The presented boy with haemophilia A and a large intramural duodenal haematoma with symptoms of hypovolemic shock is a rare coincidence of these clinical conditions. In the described patient, an important part of the therapeutic decision was surgery after initial haemodynamic stabilization and alignment of abnormalities in the blood coagulation system.
1. Brown D: Congenital bleeding disorders. Curr Probl Pediatr Adolesc Health Care 2005: 35: 38-62.
2. Janic D, Smoljanic Z: Ruptured intramural intestinal hematoma in an adolescent patient with severe hemophilia A. Int J Hematol 2009: 89: 201-203.
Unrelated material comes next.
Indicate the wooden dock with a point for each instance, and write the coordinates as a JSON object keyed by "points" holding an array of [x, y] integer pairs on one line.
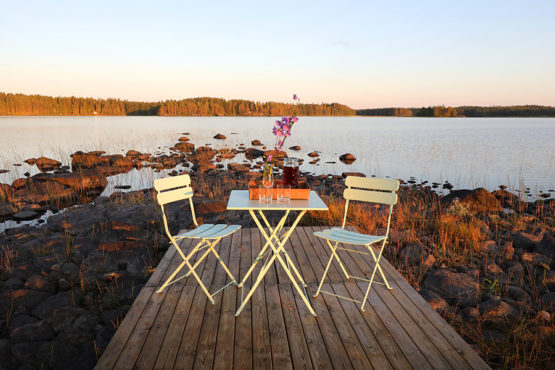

3. McDonald G, Kalapesi Z: Intramural duodenal haematoma in a haemophiliac. Ir J Med Sci 1975: 144: 72-74.
4. Kahn A, Vandenbogaert N: Intramural hematoma of the alimentary tract in two hemophilic children. Helv Paediatr Acta 1977: 31: 503-507.
5. Jones W, Hardin W: Intramural hematoma of the duodenum. Ann Surg 1971: 4: 534-544.
6. Fullen W, Selle J: Intramural duodenal hematoma. Ann Surg 1974: 5: 549-555.
7. Noguès A, Eizaguirre I: Giant spontaneous duodenal hematoma in hemophilia A. J Ped Surg 1989: 24: 406-408.